To have different points of view is an integral part of the human condition, where the ability to question and debate deep seated beliefs has been critical to human development. A dispute is simply as a disagreement or argument, as can happen in our daily lives, which in most instances can be resolved quickly.

Sometimes disputes escalate, particularly in trade and commerce, where it is not possible to submit every commercial dispute to the courts. It is not in the interests of healthy society to allow disputes to continue and be disruptive as a barrier to good relations. Alternative Dispute Resolution (ADR) describes the range of processes that are available to resolve disputes without the necessity to refer to the courts. Each process involves an experienced and independent third party, such as Peter O’Malley, to assist parties in reaching a resolution to their dispute that is both expedient, economic, and appropriate to the nature of the dispute.

One of the benefits of ADR is that the parties in dispute have control over how they wish to seek resolution in a confidential manner. This is not the case in reference to the court. The court is a public forum where the timetable and process, will be determined by the court, usually at considerable cost and with an extended timescale. A further advantage of ADR is that the parties can choose the process that fits the character of the dispute, either in seeking a consensual or an imposed resolution, where the forum can fit the fuss.

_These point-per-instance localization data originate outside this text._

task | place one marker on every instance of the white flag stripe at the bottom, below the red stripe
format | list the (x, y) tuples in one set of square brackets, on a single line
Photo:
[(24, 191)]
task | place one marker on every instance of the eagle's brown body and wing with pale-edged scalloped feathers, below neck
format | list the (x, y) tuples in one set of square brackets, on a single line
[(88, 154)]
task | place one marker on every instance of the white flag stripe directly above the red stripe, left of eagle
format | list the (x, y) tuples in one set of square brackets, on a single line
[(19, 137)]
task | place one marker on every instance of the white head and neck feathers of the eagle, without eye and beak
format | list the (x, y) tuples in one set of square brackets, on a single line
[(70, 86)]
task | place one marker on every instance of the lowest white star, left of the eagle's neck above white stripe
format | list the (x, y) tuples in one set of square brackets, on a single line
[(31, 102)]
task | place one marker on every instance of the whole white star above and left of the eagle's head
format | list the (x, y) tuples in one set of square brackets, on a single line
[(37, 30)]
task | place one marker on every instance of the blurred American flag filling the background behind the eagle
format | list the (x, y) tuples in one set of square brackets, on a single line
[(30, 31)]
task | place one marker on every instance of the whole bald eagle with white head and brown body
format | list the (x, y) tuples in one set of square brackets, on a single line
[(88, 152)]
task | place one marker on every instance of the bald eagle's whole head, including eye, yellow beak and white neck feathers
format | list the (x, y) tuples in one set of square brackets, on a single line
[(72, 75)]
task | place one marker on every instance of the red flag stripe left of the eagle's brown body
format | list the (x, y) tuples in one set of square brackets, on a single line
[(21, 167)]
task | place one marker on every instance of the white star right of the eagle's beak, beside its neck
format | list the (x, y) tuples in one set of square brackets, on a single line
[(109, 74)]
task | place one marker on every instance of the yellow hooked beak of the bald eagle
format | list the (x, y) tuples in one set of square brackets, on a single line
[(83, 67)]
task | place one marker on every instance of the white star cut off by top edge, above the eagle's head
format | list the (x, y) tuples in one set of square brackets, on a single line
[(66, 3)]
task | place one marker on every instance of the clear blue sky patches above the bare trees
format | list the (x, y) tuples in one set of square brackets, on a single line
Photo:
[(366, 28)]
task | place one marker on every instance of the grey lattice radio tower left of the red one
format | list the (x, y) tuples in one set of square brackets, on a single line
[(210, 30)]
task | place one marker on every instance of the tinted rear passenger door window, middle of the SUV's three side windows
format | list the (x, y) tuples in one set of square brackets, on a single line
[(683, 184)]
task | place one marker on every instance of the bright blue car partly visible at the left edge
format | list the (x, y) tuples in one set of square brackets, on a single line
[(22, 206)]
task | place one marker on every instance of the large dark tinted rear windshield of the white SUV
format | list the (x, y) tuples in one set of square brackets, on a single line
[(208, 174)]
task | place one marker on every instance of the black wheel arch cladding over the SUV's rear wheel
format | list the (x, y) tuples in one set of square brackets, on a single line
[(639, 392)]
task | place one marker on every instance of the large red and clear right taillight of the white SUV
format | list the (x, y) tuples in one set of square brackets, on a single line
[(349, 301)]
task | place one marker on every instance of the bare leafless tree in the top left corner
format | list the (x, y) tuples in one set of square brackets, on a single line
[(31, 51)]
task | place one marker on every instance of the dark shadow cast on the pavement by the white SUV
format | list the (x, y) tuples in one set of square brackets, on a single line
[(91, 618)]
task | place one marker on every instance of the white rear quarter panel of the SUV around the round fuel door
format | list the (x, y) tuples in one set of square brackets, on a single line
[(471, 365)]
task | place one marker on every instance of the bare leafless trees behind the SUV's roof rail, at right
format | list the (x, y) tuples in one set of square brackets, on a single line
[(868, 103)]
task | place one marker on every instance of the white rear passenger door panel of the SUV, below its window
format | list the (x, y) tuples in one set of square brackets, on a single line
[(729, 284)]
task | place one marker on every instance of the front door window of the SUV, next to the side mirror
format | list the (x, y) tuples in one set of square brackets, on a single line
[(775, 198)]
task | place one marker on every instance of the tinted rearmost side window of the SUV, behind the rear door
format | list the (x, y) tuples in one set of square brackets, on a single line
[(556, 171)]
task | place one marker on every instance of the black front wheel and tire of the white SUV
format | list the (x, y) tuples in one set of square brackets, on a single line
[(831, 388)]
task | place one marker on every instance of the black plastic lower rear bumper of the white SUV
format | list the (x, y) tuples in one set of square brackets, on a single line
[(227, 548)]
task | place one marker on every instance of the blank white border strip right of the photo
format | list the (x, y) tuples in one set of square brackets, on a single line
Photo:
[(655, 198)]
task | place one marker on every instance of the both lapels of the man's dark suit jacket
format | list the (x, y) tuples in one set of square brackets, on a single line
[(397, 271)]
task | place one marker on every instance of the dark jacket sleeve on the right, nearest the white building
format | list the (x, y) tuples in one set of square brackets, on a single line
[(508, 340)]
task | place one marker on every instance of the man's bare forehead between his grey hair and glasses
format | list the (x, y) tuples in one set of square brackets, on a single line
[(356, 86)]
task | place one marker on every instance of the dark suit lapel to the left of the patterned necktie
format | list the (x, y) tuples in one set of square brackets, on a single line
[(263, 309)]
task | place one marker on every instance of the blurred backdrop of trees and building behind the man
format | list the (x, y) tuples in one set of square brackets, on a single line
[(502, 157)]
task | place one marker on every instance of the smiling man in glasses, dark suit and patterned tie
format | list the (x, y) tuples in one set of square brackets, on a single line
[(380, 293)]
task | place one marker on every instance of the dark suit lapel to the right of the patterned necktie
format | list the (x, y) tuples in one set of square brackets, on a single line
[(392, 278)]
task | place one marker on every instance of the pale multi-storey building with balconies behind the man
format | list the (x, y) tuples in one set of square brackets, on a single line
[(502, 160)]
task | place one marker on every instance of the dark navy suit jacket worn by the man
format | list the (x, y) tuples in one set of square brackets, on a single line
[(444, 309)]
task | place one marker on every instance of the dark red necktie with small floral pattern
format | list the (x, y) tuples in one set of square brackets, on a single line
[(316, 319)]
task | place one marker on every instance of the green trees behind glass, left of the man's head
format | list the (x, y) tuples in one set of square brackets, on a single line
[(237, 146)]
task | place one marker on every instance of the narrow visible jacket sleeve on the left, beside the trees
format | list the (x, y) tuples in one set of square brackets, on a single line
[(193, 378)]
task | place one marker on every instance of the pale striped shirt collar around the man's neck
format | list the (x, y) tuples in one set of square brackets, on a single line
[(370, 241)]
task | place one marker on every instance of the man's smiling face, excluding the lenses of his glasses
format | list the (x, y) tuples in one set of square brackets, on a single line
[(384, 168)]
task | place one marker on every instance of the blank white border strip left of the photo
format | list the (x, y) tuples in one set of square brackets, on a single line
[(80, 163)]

“The quality of our lives depends not on whether or not we have conflicts, but on how we respond to them.”

Thomas Crum,


Alternative Dispute Resolution (ADR) is the umbrella term that includes all dispute resolution processes, apart from litigation. As an alternative to the lengthy and costly process of litigation, ADR receives strong support from the courts. Every dispute is different in nature. The choice of ADR methods allows parties to choose the resolution process that best suits their needs, in either a consensual agreed decision or an imposed decision forum.

comparison of primary dispute methods

Alternative Dispute Resolution (ADR) provides a range of processes to suit the needs of the individual dispute. A consensual outcome is achieved when the parties agree a solution, sometimes with the assistance of an independent third party. A recommended outcome is arrived at when a third party investigates and then recommends a solution which the parties do not have to accept. The imposed outcome is the result of a third party deciding upon the dispute which is then binding upon the parties.